Creativity, Divinity and Work

“There is something about the creative process – and not just for solving design-related problems, but in all creative problem solving – that feels very good to me. It is as though when I am creating something – anything – that I am in a “sweet spot.” My soul tunes to the rhythm of the project and I pour my whole being into the process. The finished product often makes me happy, but it is the work of creating that brings me deep joy.
My belief about our ultimate origin resides in the existence of God. And if it is true – if it is true that He created the heavens and the earth, and at some point created male and female humans, describing us as being in His image - then we exist in the image of a creative Divinity. When we create – be it designs or paintings, lyrics or melodies, scripts or movies, short stories or lectures, campaigns or solutions to social issues, even lesson plans or to-do lists in their own right – we participate in the nature of God. We find a “sweet spot.” Our souls rejoice in the process because we were created to create.”  ~Russell Shaw

Also true in the everyday work we do.  When I am only responding to demands, be they the demands of others or the demands of my own preconceived notions of what is acceptable or laudable in the responsibilities before me, my work is just work and can easily become tedious.  But when I look at the daily work before me (be it housekeeping, childrearing, church work or paid work) with a heart open to reality and a mind free to learn, research, think outside the box and solve puzzles in creative ways my work becomes engaging and more deeply satisfying.  "We were created to create."


Jim said...

I found your blog through a comment you posted elsewhere. I enjoy reading your thoughts!

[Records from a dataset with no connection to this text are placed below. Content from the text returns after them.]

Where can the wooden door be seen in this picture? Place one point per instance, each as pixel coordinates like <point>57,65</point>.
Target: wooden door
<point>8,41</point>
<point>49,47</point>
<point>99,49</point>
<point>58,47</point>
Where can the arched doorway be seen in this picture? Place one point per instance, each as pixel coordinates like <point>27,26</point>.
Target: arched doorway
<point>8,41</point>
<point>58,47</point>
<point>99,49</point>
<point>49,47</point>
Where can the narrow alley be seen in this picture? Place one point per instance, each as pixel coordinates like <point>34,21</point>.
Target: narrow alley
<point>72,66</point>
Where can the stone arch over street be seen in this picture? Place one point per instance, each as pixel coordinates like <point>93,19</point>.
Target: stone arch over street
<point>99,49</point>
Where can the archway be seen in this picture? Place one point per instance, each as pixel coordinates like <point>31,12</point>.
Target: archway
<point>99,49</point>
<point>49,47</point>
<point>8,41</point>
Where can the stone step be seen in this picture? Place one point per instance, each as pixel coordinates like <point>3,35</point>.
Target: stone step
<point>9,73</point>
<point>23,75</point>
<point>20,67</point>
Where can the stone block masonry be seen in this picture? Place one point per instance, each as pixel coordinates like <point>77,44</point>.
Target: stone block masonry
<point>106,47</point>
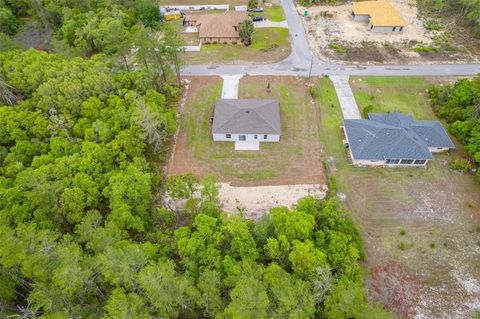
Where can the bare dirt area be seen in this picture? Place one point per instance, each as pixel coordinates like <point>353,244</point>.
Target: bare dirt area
<point>437,210</point>
<point>254,201</point>
<point>334,36</point>
<point>426,220</point>
<point>296,159</point>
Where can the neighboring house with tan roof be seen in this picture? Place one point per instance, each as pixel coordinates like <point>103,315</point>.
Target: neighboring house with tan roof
<point>380,15</point>
<point>217,27</point>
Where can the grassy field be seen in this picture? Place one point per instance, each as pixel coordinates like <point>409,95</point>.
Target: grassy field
<point>435,209</point>
<point>268,45</point>
<point>232,3</point>
<point>295,160</point>
<point>389,94</point>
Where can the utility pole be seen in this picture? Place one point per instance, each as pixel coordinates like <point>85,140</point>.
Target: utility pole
<point>310,72</point>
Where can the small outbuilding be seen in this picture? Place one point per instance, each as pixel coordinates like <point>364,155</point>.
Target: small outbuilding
<point>379,14</point>
<point>394,139</point>
<point>247,122</point>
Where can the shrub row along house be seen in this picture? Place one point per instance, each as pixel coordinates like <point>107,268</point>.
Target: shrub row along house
<point>217,27</point>
<point>246,122</point>
<point>394,139</point>
<point>380,15</point>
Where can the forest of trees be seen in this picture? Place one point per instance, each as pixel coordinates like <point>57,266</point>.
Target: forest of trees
<point>85,129</point>
<point>459,105</point>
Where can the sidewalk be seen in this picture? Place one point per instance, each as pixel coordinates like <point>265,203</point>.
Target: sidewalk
<point>345,97</point>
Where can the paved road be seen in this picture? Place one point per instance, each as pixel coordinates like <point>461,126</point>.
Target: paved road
<point>298,63</point>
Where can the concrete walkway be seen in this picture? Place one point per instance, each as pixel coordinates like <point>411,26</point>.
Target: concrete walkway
<point>230,86</point>
<point>271,24</point>
<point>345,97</point>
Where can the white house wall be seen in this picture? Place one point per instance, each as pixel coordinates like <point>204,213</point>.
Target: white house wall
<point>248,137</point>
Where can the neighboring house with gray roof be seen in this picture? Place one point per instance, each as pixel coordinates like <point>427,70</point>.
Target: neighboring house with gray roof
<point>394,139</point>
<point>247,120</point>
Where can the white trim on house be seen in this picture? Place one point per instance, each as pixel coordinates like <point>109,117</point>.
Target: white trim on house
<point>385,162</point>
<point>248,137</point>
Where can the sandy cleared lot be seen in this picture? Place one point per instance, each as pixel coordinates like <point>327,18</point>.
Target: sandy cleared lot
<point>255,201</point>
<point>333,25</point>
<point>296,159</point>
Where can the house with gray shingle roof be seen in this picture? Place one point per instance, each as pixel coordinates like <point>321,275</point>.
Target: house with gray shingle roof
<point>246,120</point>
<point>394,139</point>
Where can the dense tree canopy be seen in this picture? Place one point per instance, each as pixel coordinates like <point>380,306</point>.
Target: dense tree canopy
<point>84,235</point>
<point>85,231</point>
<point>459,105</point>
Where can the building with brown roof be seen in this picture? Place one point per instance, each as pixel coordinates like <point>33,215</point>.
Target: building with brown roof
<point>217,27</point>
<point>380,14</point>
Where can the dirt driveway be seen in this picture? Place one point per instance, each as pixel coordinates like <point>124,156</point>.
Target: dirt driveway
<point>297,159</point>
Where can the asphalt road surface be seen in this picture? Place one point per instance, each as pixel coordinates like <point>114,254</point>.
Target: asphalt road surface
<point>302,62</point>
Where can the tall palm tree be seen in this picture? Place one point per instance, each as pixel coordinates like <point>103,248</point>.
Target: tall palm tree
<point>6,93</point>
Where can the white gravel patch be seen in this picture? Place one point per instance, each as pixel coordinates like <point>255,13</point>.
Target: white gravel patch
<point>254,201</point>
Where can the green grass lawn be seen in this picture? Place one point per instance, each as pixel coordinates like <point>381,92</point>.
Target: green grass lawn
<point>433,205</point>
<point>268,45</point>
<point>273,13</point>
<point>232,3</point>
<point>389,94</point>
<point>290,158</point>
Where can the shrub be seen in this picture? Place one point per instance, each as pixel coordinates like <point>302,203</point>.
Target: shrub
<point>392,287</point>
<point>461,165</point>
<point>8,22</point>
<point>368,109</point>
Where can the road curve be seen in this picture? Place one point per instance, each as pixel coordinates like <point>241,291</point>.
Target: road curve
<point>301,59</point>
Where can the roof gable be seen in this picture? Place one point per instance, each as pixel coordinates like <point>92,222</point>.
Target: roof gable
<point>248,116</point>
<point>219,25</point>
<point>394,136</point>
<point>381,13</point>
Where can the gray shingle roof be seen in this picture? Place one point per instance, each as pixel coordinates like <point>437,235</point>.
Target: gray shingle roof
<point>249,116</point>
<point>431,132</point>
<point>394,136</point>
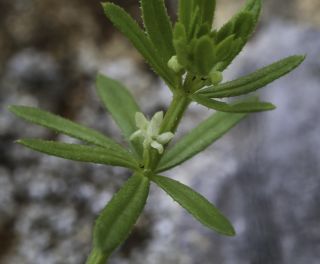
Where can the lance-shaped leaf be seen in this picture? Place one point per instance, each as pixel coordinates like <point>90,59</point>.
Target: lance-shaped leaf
<point>129,27</point>
<point>158,26</point>
<point>207,9</point>
<point>255,80</point>
<point>198,206</point>
<point>180,43</point>
<point>118,217</point>
<point>238,107</point>
<point>204,56</point>
<point>185,13</point>
<point>122,106</point>
<point>199,139</point>
<point>64,126</point>
<point>243,25</point>
<point>80,152</point>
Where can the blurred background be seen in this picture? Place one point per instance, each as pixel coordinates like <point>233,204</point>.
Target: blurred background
<point>264,175</point>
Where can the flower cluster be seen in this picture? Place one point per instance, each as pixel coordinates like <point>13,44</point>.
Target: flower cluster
<point>150,131</point>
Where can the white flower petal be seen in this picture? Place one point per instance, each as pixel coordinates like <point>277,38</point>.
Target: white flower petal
<point>164,138</point>
<point>136,134</point>
<point>141,121</point>
<point>155,123</point>
<point>146,142</point>
<point>157,146</point>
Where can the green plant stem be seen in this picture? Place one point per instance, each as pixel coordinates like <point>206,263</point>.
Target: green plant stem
<point>97,257</point>
<point>172,118</point>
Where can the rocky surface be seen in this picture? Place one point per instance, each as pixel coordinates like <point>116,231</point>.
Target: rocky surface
<point>264,175</point>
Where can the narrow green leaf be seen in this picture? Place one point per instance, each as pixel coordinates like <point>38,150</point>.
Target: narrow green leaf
<point>241,107</point>
<point>185,13</point>
<point>254,81</point>
<point>199,139</point>
<point>195,25</point>
<point>224,48</point>
<point>122,106</point>
<point>254,8</point>
<point>64,126</point>
<point>198,206</point>
<point>80,152</point>
<point>225,31</point>
<point>204,56</point>
<point>181,44</point>
<point>244,25</point>
<point>207,9</point>
<point>117,219</point>
<point>129,27</point>
<point>158,26</point>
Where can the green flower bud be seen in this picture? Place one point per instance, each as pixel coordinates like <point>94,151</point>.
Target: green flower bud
<point>174,65</point>
<point>215,77</point>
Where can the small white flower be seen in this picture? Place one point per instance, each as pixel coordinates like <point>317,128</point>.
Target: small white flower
<point>149,131</point>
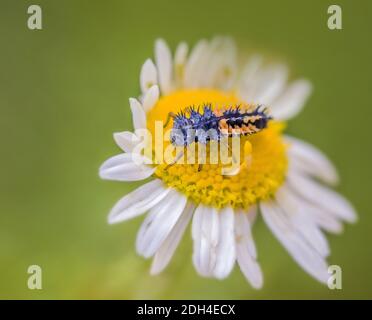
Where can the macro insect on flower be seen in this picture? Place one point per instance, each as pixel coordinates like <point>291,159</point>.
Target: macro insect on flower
<point>284,179</point>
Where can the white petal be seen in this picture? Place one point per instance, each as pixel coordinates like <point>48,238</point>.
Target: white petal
<point>307,257</point>
<point>296,214</point>
<point>246,249</point>
<point>126,140</point>
<point>149,76</point>
<point>163,58</point>
<point>180,59</point>
<point>138,201</point>
<point>169,246</point>
<point>321,196</point>
<point>270,83</point>
<point>138,114</point>
<point>311,161</point>
<point>243,229</point>
<point>151,98</point>
<point>126,167</point>
<point>159,223</point>
<point>205,230</point>
<point>226,244</point>
<point>292,100</point>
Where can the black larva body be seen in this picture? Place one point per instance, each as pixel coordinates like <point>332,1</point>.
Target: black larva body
<point>193,126</point>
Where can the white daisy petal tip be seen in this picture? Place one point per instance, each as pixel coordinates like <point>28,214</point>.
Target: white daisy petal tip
<point>126,140</point>
<point>151,97</point>
<point>148,76</point>
<point>164,64</point>
<point>126,167</point>
<point>138,114</point>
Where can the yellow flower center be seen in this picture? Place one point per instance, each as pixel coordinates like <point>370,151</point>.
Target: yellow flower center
<point>263,159</point>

Your post about Creating reminds me of President Uchtdorf's talk on happiness where he discusses the "work of creation": http://www.lds.org/general-conference/2008/10/happiness-your-heritage?lang=eng

I think one of the reasons that I enjoy baking is that it gives me a creative outlet (that, and I often have a "sweet tooth").

Snowy Mornings said...

Thanks, Jim.

Good talk. To quote from it: "Creating and being compassionate are two objectives that contribute to our Heavenly Father’s perfect happiness."

I teach in Primary where there are lots of songs about choosing the right and being happy. This unfortunately often gets translated in young minds as "never make mistakes and be happy" or "always make the right choice and be happy" which can lead to grand disillusionment when life does not turn out to be a primrose path in spite of one's best efforts to be good.

The process of finding and recognizing the inherent joy and peace in divine work in spite of life's vicisitudes is a sweet one.